[Sigia-l] The future of WWW...
Listera
listera at rcn.com
Thu Jun 3 20:25:20 EDT 2004
Stew Dean:
> At 04:38 03/06/2004, Listera wrote:
>> Look and feel should not be mandated.
> But from experience a consistent look and feel is beneficial to the user.
(Those were not my word, I was quoting from the article.)
Here's the crucial passage for me:
------------
[Regarding the 8 different web sites/apps pictured at
<http://tinyurl.com/3axwu>:]
What do they have in common? graphics, text, hyperlinks. The appearance,
layout, navigation in other words, the user experience is unique to
each. From a design perspective, they have more in common with their offline
counterparts than with each other.
HTML, perhaps inadvertently, provides the ability to create custom
presentations of information with a visual design that may be unique to the
document. The same flexibility is now required for interaction design. Like
it or not and many UI specialists don't the Web is a varied, diverse
place, where the lines between application functionality, content, and
branding are already blurred and becoming more so over time. Even desktop
operating systems are morphing, becoming more graphical and media-like. The
age of standardized, rule-based UI design "any color you like, as long as
it's black" is coming to an end, and the underlying systems need to take
this into account.
------------
Before WWW, we never had such an intertwining of UI and content. While many
of the web *sites* on the Internet don't look like conventional
*applications* we are accustomed to from our desktop experience, they are
very much interactive applications in every sense of the word. That
"consistent look and feel" you mention is dissolved into an amorphous form
suggested by its own content. That alone shouldn't mean that it's not
usable. If it is not usable, it only means that it was designed
incompetently, not that it lacks "conventional" look and feel.

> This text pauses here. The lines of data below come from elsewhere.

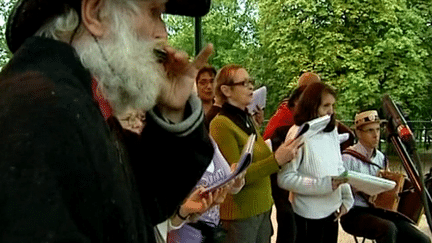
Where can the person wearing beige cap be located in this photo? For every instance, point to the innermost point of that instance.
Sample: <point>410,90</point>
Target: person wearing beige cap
<point>363,219</point>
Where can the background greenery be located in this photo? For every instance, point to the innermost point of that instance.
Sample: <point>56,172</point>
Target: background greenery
<point>364,48</point>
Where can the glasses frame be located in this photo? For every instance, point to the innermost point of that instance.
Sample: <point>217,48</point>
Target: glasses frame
<point>244,83</point>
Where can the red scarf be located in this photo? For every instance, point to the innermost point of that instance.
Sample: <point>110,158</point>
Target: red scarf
<point>103,104</point>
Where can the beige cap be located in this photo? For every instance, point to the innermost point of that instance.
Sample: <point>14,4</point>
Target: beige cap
<point>366,117</point>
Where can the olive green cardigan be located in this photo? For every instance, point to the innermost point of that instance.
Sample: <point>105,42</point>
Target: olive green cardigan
<point>255,197</point>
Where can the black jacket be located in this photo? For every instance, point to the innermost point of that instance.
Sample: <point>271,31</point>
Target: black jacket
<point>65,175</point>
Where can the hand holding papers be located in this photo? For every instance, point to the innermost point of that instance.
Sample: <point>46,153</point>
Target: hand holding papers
<point>371,185</point>
<point>258,100</point>
<point>243,163</point>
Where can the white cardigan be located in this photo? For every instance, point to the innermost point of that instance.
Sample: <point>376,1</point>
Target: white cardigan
<point>308,177</point>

For example, the Disney site at <http://disney.go.com/home/today/index.html>
could have started with a Windows wizard, all bedecked with conventional UI
widgets. Yes, perhaps that may have been more familiar (as an
"application"), but better or more effective? I don't think so. If the
Disney site/app fails past the homepage for reasons of consistency,
architecture, navigation, etc., so be it. But that's a design competency
issue, not a matter of not adopting conventional UI paradigms.